The Deeper Connection
Why Specification Matters
The single most important finding from watching autonomous agents operate in the real world is that the quality of the output is determined by the quality of the human specification. I've written about this in the context of security—the difference between an AI agent that negotiates a great deal and one that sends 500 unsolicited messages to the wrong people is the clarity of the human's intent. Same technology. Same architecture. The gap is the spec.
That insight scales to education uncomfortably well. You don't get to write a good spec for something you don't understand. You can't evaluate AI output in a domain where you have no knowledge. You can't exercise judgment—taste, discernment, critical thinking—about work you've never engaged with deeply enough to internalize.
I've been writing about something I call the invisible operating system—the vast substrate of tacit assumptions, social contracts, and unstated values that every human processes automatically. AI lacks this substrate. The quality of what AI produces depends almost entirely on the quality of what humans can specify. That's true in security architectures. It's true in organizational leadership. And it's true at the kitchen table with my daughters.
Which means the foundations—reading, math, writing, the cognitive work of struggling with hard things—aren't the boring prerequisites before the exciting AI part. They're the investment that makes AI collaboration actually work.
Going Deeper
A Voice I Trust on This
I follow Nate B. Jones closely for his work on AI strategy and implementation. He recently published a talk that is the deepest exploration I've seen on the practical side of this parenting challenge—and it resonates strongly with how I'm approaching things at home.
Recommended Watch
Nate B. Jones — Parenting in the Age of AI
Nate lays out the case for building cognitive foundations before giving kids AI leverage—the calculator analogy, specification as the new literacy, why kids need to debug their own intent before they debug code. Practical, grounded, and worth every minute if you're a parent wrestling with these questions.

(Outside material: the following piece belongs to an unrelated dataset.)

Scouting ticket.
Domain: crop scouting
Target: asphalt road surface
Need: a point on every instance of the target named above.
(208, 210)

His framing of "foundation before leverage" aligns with what we're doing at home. The idea that the struggle of learning—reading real books, doing math by hand, writing with effort—is itself the cognitive infrastructure that makes AI collaboration possible later. Not a nostalgic preference. An investment.
Where I find myself extending his thinking is the connection to my professional work. The specification quality that separates a useful AI agent from a dangerous one is the same capacity we're trying to build in our kids: the ability to articulate what you actually want, clearly enough for a system to act on it. That's a human skill, practiced manually, and it starts long before anyone opens a chat window.
Bringing It Together
Modeling the Relationship
Here's what I've realized: the way I use AI in front of my daughters is part of preparing them for an AI-changed world. They're watching. They see me ask questions, evaluate answers, push back when something doesn't make sense, and use these tools to create things we couldn't create alone.

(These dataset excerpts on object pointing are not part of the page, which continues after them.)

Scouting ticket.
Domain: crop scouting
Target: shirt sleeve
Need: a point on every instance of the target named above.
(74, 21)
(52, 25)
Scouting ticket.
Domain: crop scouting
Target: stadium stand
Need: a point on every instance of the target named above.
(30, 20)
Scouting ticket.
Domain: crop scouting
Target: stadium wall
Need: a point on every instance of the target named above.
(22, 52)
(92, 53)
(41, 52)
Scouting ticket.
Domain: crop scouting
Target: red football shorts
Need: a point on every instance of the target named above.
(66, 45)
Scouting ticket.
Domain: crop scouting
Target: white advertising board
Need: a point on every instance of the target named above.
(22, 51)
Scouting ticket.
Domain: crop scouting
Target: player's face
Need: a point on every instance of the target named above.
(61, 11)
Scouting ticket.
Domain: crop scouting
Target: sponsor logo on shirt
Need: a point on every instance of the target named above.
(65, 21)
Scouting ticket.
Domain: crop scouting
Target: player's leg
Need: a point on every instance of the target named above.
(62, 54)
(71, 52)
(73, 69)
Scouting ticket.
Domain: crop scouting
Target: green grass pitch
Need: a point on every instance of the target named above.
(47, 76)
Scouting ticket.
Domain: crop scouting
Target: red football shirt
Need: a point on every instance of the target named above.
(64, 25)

They see AI as a collaborator, not a replacement. As a tool that rewards curiosity and good questions. As something that amplifies what we bring to it.
That's the lesson I want them to carry forward. Not fear of being replaced. Not blind trust in machine outputs. A healthy, productive partnership—human creativity and judgment, amplified by computational power.
The same philosophy, whether I'm at work or rolling dice at the kitchen table.